Disobbedire per cambiare una legge sbagliata

«Non dubitare mai che un piccolo gruppo di cittadini coscienziosi e impegnati possa cambiare il mondo. In verità è l’unica cosa che è sempre accaduta». Questa frase è dell’illustre antropologa americana Margaret Mead e dovrebbero mandarla a memoria tutti coloro che reputano impossibile una prossima legalizzazione della cannabis in Italia. Infatti, il divieto cesserà nonostante il Vaticano, la lobby del farmaco, le narcomafie e il benestare di quei rappresentanti politici che, pur sapendo quanto sia inutile e dannoso, si ostinano a sostenere il proibizionismo.
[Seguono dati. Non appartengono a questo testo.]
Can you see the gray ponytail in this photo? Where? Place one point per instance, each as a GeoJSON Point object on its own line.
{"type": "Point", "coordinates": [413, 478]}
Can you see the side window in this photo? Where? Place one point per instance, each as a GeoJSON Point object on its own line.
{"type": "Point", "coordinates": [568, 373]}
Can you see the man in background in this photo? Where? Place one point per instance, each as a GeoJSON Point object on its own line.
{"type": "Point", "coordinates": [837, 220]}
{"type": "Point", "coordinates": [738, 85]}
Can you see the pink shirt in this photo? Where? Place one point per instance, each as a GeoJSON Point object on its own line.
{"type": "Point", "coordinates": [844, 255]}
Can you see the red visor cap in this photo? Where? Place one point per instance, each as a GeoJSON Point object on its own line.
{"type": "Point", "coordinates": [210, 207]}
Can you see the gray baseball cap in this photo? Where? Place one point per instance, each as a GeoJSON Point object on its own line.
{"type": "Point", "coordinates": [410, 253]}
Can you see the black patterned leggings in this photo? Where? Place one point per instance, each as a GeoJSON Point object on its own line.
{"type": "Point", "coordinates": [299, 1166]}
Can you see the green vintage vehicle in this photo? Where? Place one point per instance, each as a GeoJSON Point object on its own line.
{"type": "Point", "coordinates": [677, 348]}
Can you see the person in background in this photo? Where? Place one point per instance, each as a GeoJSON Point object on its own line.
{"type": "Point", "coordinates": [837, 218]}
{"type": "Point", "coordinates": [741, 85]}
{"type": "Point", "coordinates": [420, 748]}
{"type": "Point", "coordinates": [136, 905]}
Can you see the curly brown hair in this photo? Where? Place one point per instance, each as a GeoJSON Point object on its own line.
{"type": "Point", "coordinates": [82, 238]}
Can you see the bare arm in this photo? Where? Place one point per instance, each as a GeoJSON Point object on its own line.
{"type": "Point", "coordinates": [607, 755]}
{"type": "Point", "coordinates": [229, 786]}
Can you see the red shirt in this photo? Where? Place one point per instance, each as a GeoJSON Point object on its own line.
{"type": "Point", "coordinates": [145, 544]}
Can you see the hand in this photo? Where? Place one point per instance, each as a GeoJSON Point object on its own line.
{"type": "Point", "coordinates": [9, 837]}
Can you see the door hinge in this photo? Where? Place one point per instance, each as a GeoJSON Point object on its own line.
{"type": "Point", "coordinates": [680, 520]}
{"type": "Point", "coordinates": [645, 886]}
Purtroppo non è solo una questione di logica, altrimenti ogni italiano avrebbe già le sue piante di cannabis sul balcone: tutti, se ne conoscessero le proprietà, vorrebbero possedere un po’ dei fiori più terapeutici al mondo. Evidentemente non è neppure una questione di buonsenso, infatti mentre in diversi Stati nel mondo si legalizza l’uso ricreativo e vengono investiti ingenti capitali nella ricerca e nella produzione di cannabis terapeutica, il governo italiano è talmente cauto che ha previsto la fornitura gratuita di cannabis terapeutica, solo quando le cure convenzionali hanno dato esito negativo. Inoltre l’approvvigionamento viene garantito, salvo esaurimento scorte, solo a pazienti con patologie oncologiche o neurodegenerative particolarmente gravi, e/o con affezioni dolorose acute che superano i 5 punti della scala NRS (Numerical Rating Scale). Così capita spesso che la cannabis venga prescritta solo dopo aver somministrato al paziente farmaci con oppiacei o triptani, entrambi sostanze che provocano forte dipendenza fisica e possono avere effetti collaterali gravissimi se non addirittura letali.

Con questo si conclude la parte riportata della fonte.